The screen might look a little lost in amongst the keyboard and control buttons, but its 2.5 inches corner to corner, 320 x 240 pixel resolution and 65,000 colours aren’t out of kilter with what you can expect from today’s Windows Mobile smartphones and PDAs.

This is a Quad-band phone with GPRS and EDGE support, though without either 3G or Wi-Fi it can hardly be said to be at the cutting edge. These and the absence of the GPS antenna, which was one of the wow factors of the 8800 are sad omissions.

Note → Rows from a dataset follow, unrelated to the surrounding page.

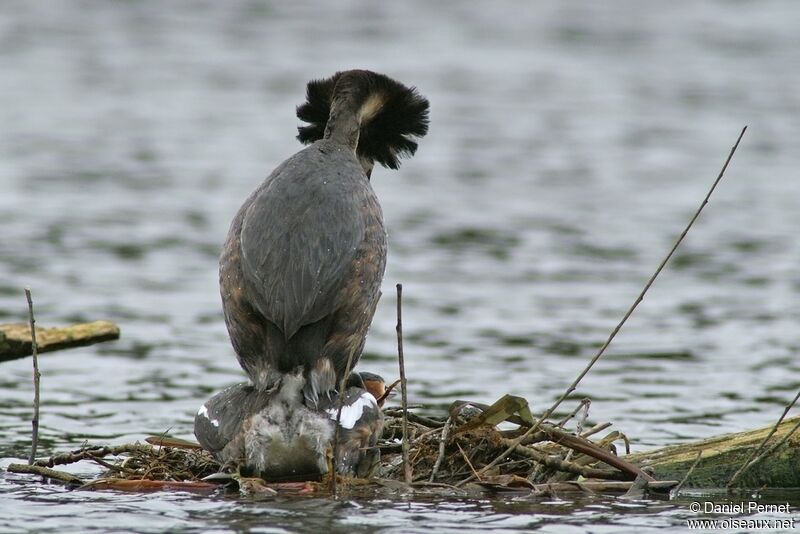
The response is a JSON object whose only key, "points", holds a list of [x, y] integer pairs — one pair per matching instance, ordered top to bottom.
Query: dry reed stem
{"points": [[614, 332], [36, 379], [407, 474]]}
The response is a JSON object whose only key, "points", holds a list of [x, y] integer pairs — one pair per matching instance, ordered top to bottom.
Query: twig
{"points": [[614, 332], [36, 377], [403, 384], [574, 412], [595, 429], [442, 444], [588, 448], [757, 450], [94, 452], [766, 453], [557, 463], [471, 468], [688, 473], [67, 478]]}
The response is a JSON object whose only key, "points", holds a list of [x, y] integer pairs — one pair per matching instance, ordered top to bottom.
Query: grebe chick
{"points": [[272, 434]]}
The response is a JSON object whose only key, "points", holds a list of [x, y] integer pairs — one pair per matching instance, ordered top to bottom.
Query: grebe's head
{"points": [[388, 115]]}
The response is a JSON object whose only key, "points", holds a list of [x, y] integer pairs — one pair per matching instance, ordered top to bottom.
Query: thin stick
{"points": [[614, 332], [36, 377], [403, 384], [339, 405], [574, 412], [442, 444], [757, 450], [764, 454], [471, 468], [688, 474], [67, 478]]}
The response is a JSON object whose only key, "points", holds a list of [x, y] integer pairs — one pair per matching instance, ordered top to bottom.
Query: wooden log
{"points": [[15, 339], [722, 456]]}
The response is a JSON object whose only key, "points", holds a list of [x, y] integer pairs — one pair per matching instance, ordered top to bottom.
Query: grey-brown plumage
{"points": [[302, 265]]}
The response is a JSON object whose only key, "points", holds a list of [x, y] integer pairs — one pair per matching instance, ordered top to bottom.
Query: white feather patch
{"points": [[351, 413]]}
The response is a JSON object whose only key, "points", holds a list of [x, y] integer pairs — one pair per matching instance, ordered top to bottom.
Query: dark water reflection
{"points": [[569, 143]]}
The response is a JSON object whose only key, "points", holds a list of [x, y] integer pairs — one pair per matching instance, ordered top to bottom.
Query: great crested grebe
{"points": [[301, 269], [300, 277]]}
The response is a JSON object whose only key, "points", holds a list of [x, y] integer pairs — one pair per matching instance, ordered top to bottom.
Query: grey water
{"points": [[569, 144]]}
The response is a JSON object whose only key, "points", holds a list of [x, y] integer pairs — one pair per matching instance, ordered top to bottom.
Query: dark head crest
{"points": [[396, 116]]}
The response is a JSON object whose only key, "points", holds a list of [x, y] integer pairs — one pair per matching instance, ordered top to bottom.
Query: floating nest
{"points": [[475, 448]]}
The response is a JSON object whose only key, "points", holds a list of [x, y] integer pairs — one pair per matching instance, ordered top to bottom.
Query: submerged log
{"points": [[15, 339], [722, 456]]}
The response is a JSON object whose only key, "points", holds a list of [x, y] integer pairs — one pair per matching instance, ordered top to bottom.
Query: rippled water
{"points": [[569, 145]]}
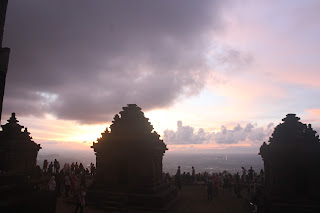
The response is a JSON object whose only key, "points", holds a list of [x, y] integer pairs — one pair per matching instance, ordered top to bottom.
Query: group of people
{"points": [[54, 167], [70, 179], [224, 180]]}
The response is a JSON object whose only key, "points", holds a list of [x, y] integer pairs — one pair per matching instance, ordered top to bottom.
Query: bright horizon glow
{"points": [[227, 91]]}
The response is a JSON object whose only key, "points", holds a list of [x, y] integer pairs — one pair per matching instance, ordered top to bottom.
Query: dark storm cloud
{"points": [[84, 60]]}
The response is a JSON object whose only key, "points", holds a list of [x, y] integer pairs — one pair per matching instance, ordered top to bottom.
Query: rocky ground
{"points": [[192, 198]]}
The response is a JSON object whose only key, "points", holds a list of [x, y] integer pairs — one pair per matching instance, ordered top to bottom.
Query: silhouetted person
{"points": [[45, 165], [56, 165], [72, 167], [50, 168], [76, 168], [81, 168], [92, 170], [244, 174], [250, 174], [193, 175], [178, 178], [83, 180], [74, 182], [52, 184], [67, 184], [216, 185], [210, 189], [80, 197]]}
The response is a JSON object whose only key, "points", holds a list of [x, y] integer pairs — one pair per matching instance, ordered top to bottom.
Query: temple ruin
{"points": [[18, 153], [291, 163], [129, 164]]}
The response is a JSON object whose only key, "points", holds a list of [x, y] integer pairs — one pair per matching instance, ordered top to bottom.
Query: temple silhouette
{"points": [[4, 52], [18, 153], [291, 163], [129, 164]]}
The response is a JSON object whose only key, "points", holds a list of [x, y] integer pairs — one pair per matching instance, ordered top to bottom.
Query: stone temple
{"points": [[4, 52], [18, 153], [291, 163], [129, 164]]}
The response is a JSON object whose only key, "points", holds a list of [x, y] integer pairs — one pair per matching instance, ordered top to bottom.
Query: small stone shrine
{"points": [[4, 52], [18, 153], [291, 163], [129, 164]]}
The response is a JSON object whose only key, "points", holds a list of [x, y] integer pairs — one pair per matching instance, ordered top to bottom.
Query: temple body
{"points": [[4, 52], [18, 153], [129, 161], [291, 163]]}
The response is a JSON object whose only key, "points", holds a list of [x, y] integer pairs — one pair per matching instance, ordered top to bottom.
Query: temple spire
{"points": [[4, 52]]}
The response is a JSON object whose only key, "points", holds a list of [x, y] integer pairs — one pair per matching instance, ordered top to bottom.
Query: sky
{"points": [[212, 76]]}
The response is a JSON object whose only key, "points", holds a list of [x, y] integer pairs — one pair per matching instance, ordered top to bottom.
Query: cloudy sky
{"points": [[210, 75]]}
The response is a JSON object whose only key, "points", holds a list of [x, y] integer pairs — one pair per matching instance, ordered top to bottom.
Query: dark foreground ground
{"points": [[192, 198]]}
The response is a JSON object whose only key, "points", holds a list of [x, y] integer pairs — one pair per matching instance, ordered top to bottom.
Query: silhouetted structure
{"points": [[4, 52], [18, 153], [129, 163], [291, 163]]}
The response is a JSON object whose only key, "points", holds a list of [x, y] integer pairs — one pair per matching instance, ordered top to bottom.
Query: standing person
{"points": [[45, 165], [72, 167], [50, 168], [76, 168], [81, 168], [92, 170], [250, 173], [244, 174], [193, 175], [178, 178], [74, 182], [52, 184], [67, 184], [216, 185], [210, 189], [80, 197]]}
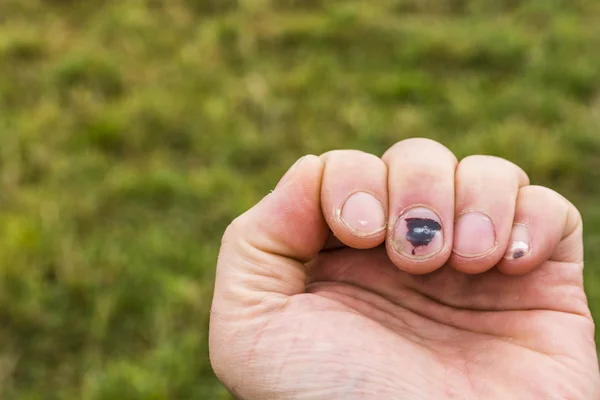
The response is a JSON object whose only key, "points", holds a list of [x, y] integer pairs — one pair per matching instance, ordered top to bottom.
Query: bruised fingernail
{"points": [[363, 214], [418, 233], [474, 235], [519, 245]]}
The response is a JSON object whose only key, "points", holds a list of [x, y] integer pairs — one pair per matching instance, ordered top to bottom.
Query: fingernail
{"points": [[286, 177], [363, 214], [418, 233], [474, 235], [519, 242]]}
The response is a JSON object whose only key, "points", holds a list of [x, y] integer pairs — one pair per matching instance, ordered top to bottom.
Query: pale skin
{"points": [[318, 294]]}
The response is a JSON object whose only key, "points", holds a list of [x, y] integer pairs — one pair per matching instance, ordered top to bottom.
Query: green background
{"points": [[133, 131]]}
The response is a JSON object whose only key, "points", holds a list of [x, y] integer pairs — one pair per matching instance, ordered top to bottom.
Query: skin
{"points": [[305, 307]]}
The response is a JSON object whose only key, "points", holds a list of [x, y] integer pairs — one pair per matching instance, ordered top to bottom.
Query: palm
{"points": [[503, 315], [434, 336]]}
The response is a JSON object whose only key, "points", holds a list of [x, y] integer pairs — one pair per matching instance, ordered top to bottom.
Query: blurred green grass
{"points": [[132, 132]]}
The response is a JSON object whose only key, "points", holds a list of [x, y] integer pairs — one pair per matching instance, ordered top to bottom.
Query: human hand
{"points": [[406, 277]]}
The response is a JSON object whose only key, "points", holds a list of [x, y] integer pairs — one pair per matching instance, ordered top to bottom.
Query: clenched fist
{"points": [[410, 276]]}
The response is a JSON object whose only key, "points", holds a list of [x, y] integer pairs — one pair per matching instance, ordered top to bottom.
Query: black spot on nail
{"points": [[421, 231], [518, 254]]}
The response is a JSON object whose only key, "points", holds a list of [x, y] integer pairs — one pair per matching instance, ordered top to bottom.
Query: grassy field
{"points": [[133, 131]]}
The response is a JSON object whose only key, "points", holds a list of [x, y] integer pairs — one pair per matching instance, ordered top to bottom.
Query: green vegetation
{"points": [[132, 132]]}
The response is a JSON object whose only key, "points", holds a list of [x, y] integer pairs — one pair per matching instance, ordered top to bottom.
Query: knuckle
{"points": [[420, 145]]}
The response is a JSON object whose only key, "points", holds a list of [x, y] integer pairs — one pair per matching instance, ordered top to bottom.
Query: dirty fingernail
{"points": [[363, 214], [418, 233], [474, 235], [519, 243]]}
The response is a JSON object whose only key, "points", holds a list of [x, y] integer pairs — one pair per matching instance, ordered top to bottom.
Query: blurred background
{"points": [[133, 131]]}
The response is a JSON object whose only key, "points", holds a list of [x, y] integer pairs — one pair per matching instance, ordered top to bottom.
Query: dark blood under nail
{"points": [[421, 231], [518, 254]]}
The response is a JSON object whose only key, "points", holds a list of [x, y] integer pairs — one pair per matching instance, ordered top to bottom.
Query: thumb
{"points": [[262, 256]]}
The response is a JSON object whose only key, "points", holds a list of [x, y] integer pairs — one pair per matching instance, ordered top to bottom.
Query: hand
{"points": [[406, 277]]}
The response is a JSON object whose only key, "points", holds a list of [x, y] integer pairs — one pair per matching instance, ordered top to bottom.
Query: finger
{"points": [[486, 193], [354, 197], [421, 204], [543, 220], [261, 261]]}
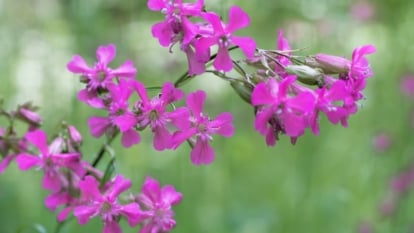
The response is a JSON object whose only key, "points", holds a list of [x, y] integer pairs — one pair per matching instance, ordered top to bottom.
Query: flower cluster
{"points": [[196, 38], [286, 91], [115, 96], [77, 187]]}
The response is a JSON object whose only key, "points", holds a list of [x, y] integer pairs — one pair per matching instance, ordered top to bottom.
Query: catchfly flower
{"points": [[223, 36], [98, 77], [200, 126], [50, 161], [156, 203], [106, 204]]}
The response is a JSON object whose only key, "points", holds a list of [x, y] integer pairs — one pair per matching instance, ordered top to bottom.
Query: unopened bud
{"points": [[332, 64], [306, 74]]}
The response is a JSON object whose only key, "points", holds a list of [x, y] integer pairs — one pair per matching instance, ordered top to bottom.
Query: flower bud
{"points": [[332, 64], [306, 74]]}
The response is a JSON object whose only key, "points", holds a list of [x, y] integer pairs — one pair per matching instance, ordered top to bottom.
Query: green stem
{"points": [[186, 77], [103, 150]]}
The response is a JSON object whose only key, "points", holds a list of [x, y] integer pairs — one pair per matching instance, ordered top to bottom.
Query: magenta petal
{"points": [[156, 5], [237, 19], [215, 21], [163, 32], [282, 42], [246, 44], [202, 48], [106, 54], [223, 61], [78, 65], [195, 65], [126, 70], [142, 92], [170, 94], [262, 95], [90, 98], [195, 102], [304, 102], [180, 118], [261, 120], [223, 122], [98, 125], [294, 125], [181, 136], [270, 137], [130, 138], [39, 139], [162, 139], [202, 153], [27, 161], [4, 163], [51, 181], [120, 185], [89, 187], [151, 189], [169, 195], [56, 199], [84, 213], [63, 214], [133, 214], [111, 226]]}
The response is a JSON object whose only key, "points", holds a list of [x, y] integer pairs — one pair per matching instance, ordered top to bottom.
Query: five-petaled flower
{"points": [[156, 203], [106, 204]]}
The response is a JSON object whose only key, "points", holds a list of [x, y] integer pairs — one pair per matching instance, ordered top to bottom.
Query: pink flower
{"points": [[176, 27], [224, 38], [360, 68], [99, 77], [407, 85], [327, 102], [278, 112], [153, 113], [120, 115], [202, 127], [381, 142], [49, 161], [105, 204], [157, 204]]}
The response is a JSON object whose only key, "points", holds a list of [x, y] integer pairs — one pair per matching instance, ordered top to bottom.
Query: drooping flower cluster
{"points": [[196, 38], [287, 92], [285, 101], [154, 114]]}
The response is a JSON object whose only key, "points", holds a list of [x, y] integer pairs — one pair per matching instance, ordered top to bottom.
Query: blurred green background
{"points": [[334, 182]]}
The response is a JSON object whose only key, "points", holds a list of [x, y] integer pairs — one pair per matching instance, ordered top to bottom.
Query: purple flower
{"points": [[176, 27], [224, 38], [360, 68], [99, 77], [407, 85], [327, 102], [279, 112], [153, 113], [120, 115], [202, 127], [381, 142], [49, 161], [157, 203], [106, 205]]}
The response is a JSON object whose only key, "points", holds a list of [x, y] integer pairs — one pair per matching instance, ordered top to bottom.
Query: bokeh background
{"points": [[336, 182]]}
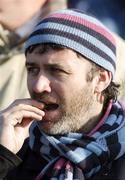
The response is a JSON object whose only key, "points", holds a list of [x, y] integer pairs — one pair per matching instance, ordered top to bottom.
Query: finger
{"points": [[31, 102], [30, 108], [19, 117]]}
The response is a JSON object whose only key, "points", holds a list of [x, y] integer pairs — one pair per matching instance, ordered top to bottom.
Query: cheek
{"points": [[30, 84]]}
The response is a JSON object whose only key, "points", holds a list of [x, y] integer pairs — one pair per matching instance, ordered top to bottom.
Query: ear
{"points": [[103, 79]]}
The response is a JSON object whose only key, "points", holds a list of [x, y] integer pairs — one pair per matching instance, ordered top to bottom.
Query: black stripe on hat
{"points": [[83, 28], [76, 39]]}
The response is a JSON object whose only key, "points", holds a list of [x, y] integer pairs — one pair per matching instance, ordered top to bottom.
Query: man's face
{"points": [[59, 80]]}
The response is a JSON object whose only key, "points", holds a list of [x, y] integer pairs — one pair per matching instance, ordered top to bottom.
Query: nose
{"points": [[41, 84]]}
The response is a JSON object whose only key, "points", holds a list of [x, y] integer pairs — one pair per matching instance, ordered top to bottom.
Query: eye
{"points": [[33, 70], [55, 70]]}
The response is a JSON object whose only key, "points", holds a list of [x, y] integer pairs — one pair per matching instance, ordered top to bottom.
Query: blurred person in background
{"points": [[112, 14]]}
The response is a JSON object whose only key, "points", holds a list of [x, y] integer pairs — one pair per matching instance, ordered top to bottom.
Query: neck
{"points": [[92, 118]]}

I tested the battery by asking the Curve to play music non-stop while its SIM was active – i.e. while it was performing its mobile email function. It gave me nearly ten and a half hours of life. It also lasted me for a four day period away from home providing mobile email and a few voice calls (but no music listening) without recourse to mains power.

Verdict

The Curve is certainly a neat little BlackBerry, small and light, and comfortable to use. I’d have liked Wi-Fi and 3G but at least RIM is clearly working hard at developing its multimedia capabilities. For a first attempt in that respect the Curve does pretty well.